Authors: Also these details are now provided.
REVIEWER 2:
- The title of Section 2 is “Methods”. It is unclear what exactly is presented in this section. What type of methods are presented? Which methods are novel?
Authors:
The Section “Methods” provides as usual the material used and the techniques adopted to achieve the current results. These are about data acquisition, medical image analysis, knee joint modeling, etc. The Results then report what has been obtained. These techniques not necessarily are all novel or original; what must be original is the overall exercise, which is the development of a successful subject-specific knee model starting from standard medical imaging.
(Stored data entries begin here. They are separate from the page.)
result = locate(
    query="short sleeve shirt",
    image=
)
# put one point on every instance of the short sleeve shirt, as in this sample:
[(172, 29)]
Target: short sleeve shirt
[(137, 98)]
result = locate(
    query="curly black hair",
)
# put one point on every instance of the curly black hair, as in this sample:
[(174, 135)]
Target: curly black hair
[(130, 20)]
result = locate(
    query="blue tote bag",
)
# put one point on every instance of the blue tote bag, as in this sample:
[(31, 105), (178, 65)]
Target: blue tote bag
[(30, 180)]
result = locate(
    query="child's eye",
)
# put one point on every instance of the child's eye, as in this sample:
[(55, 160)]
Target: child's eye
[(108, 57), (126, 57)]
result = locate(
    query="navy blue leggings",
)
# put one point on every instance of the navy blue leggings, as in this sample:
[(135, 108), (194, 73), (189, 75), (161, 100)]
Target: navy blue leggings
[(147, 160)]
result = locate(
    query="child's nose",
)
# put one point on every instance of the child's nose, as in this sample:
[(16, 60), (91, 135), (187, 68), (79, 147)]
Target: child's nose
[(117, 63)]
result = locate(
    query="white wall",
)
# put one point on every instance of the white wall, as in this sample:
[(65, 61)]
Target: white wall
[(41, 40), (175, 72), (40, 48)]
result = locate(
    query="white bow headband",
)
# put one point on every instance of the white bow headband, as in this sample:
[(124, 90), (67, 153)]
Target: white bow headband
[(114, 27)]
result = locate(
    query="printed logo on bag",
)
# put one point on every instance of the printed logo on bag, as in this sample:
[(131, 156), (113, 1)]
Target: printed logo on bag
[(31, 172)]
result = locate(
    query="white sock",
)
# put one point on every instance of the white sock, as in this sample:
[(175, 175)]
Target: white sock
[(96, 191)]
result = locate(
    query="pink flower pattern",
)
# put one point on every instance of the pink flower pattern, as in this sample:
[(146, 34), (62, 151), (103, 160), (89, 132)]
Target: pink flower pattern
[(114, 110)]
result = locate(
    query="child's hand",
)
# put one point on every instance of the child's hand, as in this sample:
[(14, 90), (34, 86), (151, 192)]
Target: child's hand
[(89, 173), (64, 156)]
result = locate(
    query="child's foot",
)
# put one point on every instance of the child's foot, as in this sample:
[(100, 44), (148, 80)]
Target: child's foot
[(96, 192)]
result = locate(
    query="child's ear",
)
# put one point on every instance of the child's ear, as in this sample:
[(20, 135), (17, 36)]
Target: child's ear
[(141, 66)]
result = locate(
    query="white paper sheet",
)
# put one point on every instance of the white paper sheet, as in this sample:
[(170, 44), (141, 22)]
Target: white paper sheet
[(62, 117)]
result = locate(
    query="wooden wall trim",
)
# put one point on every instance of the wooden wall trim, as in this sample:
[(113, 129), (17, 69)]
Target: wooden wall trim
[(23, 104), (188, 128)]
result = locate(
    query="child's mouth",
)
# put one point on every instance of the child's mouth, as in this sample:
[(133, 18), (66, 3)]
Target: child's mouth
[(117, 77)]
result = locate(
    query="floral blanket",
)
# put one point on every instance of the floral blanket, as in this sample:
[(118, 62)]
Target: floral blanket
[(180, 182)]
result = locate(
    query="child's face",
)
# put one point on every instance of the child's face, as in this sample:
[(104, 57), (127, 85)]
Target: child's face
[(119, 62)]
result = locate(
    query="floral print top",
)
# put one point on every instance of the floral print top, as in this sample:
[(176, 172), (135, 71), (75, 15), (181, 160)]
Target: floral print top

These aspects, and in particular the level of originality of these techniques are now emphasized more, in the Introduction, Methods and Discussion sections.
REVIEWER 2:
- Please present arguments for why the model is validated for a single case. Why not search for more volunteers?
Authors:
Of course the more are the subjects to whom the overall technique is applied, the stronger and more convincing would be the overall technique and the conclusions reported here. But, first of all, a successful application to a single subject can already provide demonstration of good potentials in feasibility and accuracy. Several parts of this technique had to be refined, and this is presented in the present work, also for other researchers to make progresses in this direction. It is also necessary to be clarified that this procedure implies irradiating the subject, and this rises relevant issues to us and to the Ethical Committee, beyond the availability of volunteers. This is now better discussed in Discussion.
REVIEWER 2:
- Page 8, line 227. “In particular, errors (Table 2) are similar to those obtained with similar models defined in–vitro with more invasive techniques [14].” Please introduce a comparison of your model with other state-of-the-art methods. Why is the proposed model between then other models?
Authors:
Thank you, this point in fact shall have been described better. The present exercise develops this knee model with the least invasive techniques available, because of the living subject involved. In cadaver specimens, i.e. in-vitro, as frequently used for similar exercises, bone pins can be implanted, more imaging can be collected etc. The concept expressed here was that very encouraging results have been obtained here, despite the fact that these restrictions to data collection were applied. Moreover, comparison with other state-of-the-art methods show that, despite its simplicity, our model replicates the volunteer kinematics with a generally higher accuracy. These points are now discussed better in Discussion.
REVIEWER 2:
- Please clearly motion in the manuscript what is the proposed novelty of this work and how it distinguishes from other works.
Authors:
Thank you, this is a sensible request, as we may have given for granted a few fundamental original steps forward in the present experimental and modeling study. These are now discussed more carefully in Discussion.
Round 2
Reviewer 2 Report
The authors presented a solid argumentation for my comments, and they modified the manuscript as I requested.